The proposal also relaxes the rules governing companies’ entry into the capital market, particularly by lowering the requirements for the so-called “free float.” A lower percentage of shares held by the public (approximately 10 %) is now sufficient, and alternative conditions are introduced that the market operator may assess flexibly.
Another significant change is the revision of investment research conditions. The very concept of research is defined, rules for investment research are introduced, and, for the first time, rules for issuer-sponsored research are established, including rules for its labeling, financing, and conflicts of interest. This change is important for small and medium-sized enterprises, as this regulation is intended to help them more easily attract investor attention. Additionally, the market for small and medium-sized enterprises (“SME growth market”) may now be operated solely as part of a multilateral trading facility (“MTF”), rather than as a standalone entity, thereby expanding market organization options.
Another new feature concerns shares with different voting weights (“dual-class shares”). The proposal explicitly prohibits the refusal of their admission to trading and introduces extensive disclosure requirements regarding their structure, thereby enhancing their transparency compared to the previous regulation.
The draft also repeals certain administrative obligations, in particular the obligation to register additional business activities. There are also changes in the area of risk management for securities dealers, with a new explicit obligation to monitor and manage concentration risk with respect to central counterparties, including the obligation to establish plans and targets in this area.

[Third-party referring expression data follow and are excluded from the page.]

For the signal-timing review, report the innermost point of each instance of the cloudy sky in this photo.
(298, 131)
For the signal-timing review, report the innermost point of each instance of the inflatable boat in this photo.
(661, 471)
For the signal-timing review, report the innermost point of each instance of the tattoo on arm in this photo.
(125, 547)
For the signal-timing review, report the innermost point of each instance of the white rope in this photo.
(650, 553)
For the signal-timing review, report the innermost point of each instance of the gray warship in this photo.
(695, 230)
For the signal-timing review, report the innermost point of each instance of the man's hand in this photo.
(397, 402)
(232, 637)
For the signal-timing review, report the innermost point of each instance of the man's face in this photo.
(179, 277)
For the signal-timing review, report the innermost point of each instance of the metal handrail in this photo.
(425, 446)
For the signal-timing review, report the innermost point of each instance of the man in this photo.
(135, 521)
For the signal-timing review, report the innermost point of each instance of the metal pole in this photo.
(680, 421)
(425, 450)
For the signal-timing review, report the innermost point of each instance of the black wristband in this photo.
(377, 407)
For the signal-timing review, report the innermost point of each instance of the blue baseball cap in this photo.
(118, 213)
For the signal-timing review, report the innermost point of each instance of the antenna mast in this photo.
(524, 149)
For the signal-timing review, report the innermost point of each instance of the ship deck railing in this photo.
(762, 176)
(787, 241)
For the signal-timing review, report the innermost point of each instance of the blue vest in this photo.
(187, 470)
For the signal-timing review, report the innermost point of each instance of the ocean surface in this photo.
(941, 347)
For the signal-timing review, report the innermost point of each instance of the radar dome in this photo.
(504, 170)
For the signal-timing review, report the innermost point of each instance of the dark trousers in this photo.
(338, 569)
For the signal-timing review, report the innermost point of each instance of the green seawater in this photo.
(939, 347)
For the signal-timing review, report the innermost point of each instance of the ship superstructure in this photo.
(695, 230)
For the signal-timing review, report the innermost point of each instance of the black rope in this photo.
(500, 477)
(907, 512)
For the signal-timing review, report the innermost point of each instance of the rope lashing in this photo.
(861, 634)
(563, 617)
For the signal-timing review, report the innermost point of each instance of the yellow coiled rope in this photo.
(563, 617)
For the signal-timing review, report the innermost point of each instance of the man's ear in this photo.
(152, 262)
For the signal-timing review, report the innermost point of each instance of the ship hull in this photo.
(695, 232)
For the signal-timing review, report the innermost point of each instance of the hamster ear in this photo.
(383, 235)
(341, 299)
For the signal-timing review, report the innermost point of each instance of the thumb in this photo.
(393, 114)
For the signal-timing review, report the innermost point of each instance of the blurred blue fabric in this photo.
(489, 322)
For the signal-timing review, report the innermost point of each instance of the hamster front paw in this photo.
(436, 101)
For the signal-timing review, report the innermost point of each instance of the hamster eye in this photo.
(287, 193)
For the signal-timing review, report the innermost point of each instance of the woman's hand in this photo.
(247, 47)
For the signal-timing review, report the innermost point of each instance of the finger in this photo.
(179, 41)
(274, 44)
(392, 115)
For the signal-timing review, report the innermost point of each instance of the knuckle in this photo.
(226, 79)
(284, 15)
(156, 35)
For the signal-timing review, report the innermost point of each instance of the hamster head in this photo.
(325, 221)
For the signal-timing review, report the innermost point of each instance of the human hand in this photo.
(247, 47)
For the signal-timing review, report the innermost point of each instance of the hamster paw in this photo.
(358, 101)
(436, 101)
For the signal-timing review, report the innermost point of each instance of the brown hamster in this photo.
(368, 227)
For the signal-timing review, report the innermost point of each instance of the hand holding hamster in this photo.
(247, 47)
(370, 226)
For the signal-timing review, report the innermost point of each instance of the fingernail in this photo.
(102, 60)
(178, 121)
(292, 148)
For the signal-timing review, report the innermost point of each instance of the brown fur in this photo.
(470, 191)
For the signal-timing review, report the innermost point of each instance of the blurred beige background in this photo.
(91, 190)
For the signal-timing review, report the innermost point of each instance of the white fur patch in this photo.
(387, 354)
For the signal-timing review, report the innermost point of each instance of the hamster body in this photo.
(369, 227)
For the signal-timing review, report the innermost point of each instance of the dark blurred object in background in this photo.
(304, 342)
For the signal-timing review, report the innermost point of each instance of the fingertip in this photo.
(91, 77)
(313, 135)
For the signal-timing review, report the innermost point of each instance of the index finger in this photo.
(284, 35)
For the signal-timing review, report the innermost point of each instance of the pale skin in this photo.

Another change is the expansion of the conditions for authorizing activities, whereby it is now assessed whether an entity’s other business activities pose a risk to financial stability or supervision. In the area of supervision and market rules, the proposal also strengthens the powers of the Czech National Bank, allowing it, for example, to adjust the thresholds for reporting transactions by persons with managerial authority.
At the same time, there are a number of minor deregulations and technical changes, the removal of certain requirements (e.g., full legal capacity in certain provisions), the simplification of reporting obligations, and the adjustment of references in line with EU law.
The proposal represents a modernization amendment that, compared to the original legislation, reduces the regulatory burden (prospectus, administrative obligations), expands the rules for investment research, facilitates companies’ entry into the capital market, and at the same time strengthens transparency and risk management in key areas.